Ворота, конюшни скрипнули конским потом и навозом, а из образовавшейся щели, высунулась, взлохмаченная, с торчащими в ней пучками соломы, заспанная физиономия древнего деда, и подслеповато щурясь, посмотрела на побеспокоивших дневной сон гостей:
– Кого тут еще принесло? – Пробормотала она хриплым голосом, заядлого курильщика. И не дожидаясь ответа, скрылась назад. Створки, после этого, с кряхтением старческого упирающегося оханья, раздвинулись, но ровно на столько, чтобы в них мог пройти человек.
Тряся, болезнью Паркинсона, седой, ниже пояса бородой, заткнутой за веревку, изображающую из себя ремень, вышел колоритный старик. Поскрипывая деревянной палкой-протезом, на правой ноге, а второй, левой босой, в серых холщевых штанах по колено и голый по пояс, весь изрезанный белесыми шрамами, на бронзовом от загара теле, небольшого ростика, по плечо нашему герою, он, подслеповато прищурившись, подошел к гостям.
– Чего надо. – Посмотрел он выцветшими глазами, недружелюбно сощурившись, снизу вверх. Повел крючковатым носом, словно принюхиваясь. – Какого лешего, от меня оборотню понадобилось?

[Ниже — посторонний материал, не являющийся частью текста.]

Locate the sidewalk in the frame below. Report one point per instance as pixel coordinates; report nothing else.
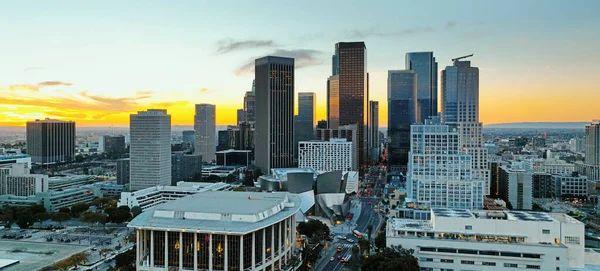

– От тебя, Яробуд, даже от полуживого ничего не скроешь. – Усмехнулся Вул.
– Чего-то я не помню, тебя, волчонок? Откуда имя мое знаешь?
– Было дело, я тебя со спины прикрывал, когда мы в мешок попали. Ты еще в том бою ногу потерял. Никак забыл?
– Мать честная, так ты-ж Вул! – Всплеснул руками дед. – Вот так встреча. Как же это давно было-то. Как не помнить. Помню, помню. Как такое забудешь. Славные были времена. Мы тогда с Бычеголовыми воевали. Как же, как же. Но слава Роду закончилась та война давно. Какими судьбами теперь к нам-то?
– Вот, в услужение к тебе воевода нас с братом отправил.
– Тебя? В услужение?! – Ты что издеваешься над стариком, или смеёшься. Такого уровня воина, да еще и оборотня и в конюшню, да у меня все лошади разбегутся, от твоего звериного запаха. Погоди, погоди, какого-такого брата? – Нос деда повел, ноздрями в сторону Федора. – Он же человек?
– Брат он мой. Названный. – Стал серьезным Вул.
– Вот даже как. А звать то тебя как, брат оборотня? Часом не Федогран?
– Все-то ты знаешь. – Хмыкнул оборотень. – Может лучше покажешь, что нам делать. Мы ведь к тебе не мед пить пришли.
– Покажу, как не показать, вот только пойдем ка поговорим с тобой, без ушей лишних. У нас ведь тут городок маленький, слухи быстро распространяться, хочу, что бы ты мне объяснил, кое – что. Но чтобы никто этого не слышал. А ты, Федогранушка. – Коснулся он ладонью нашего героя. – Посиди тут отдохни пока.
Так и остался наш герой на лавке, в одиночестве. Сидеть и щуриться от безделья на солнце.
Послышался скрип настила деревянного тротуара, под чьей-то тяжелой поступью. Приоткрыв один глаз, Федор увидел подошедшего, и остановившегося недалеко от него парня. Тот, достав отполированный до зеркального блеска нож, принялся, используя его как зеркало, разглядывать себя, крутя для удобства головой. Разгладив двумя пальцами легкий пушок, едва пробивающийся над верхней губой, тот самодовольно подмигнул себе в отражение, и ловко вернул оружие обратно в ножны.
Федор не удержался и улыбнулся, над таким забавным, как ему показалось, поведением, что не ушло от внимания стоящего недалеко юноши. Уперев кулак в бок, изобразив из этой руки бублик, выставив вперед ногу, и приняв гордую осанку, он другой рукой, с наигранной небрежностью указал на Федора.
– Уж не надомной ли ты смеешься? – Видимо он волновался, и потому голос, с юношеского баска, сорвался в хриплый писк.
Это на столько комично выглядело, что наш герой, прыснул смехом, но сделал это так, словно закашлялся, и потому прикрыл рот ладонью.
– Нет, что ты, как можно. – Попытался он успокоить уже наливающегося краской негодования собеседника. – Я просто слюной подавился. – Но весь его вид, а тем более улыбающиеся губы и откровенно смеющиеся глаза, говорили об обратном.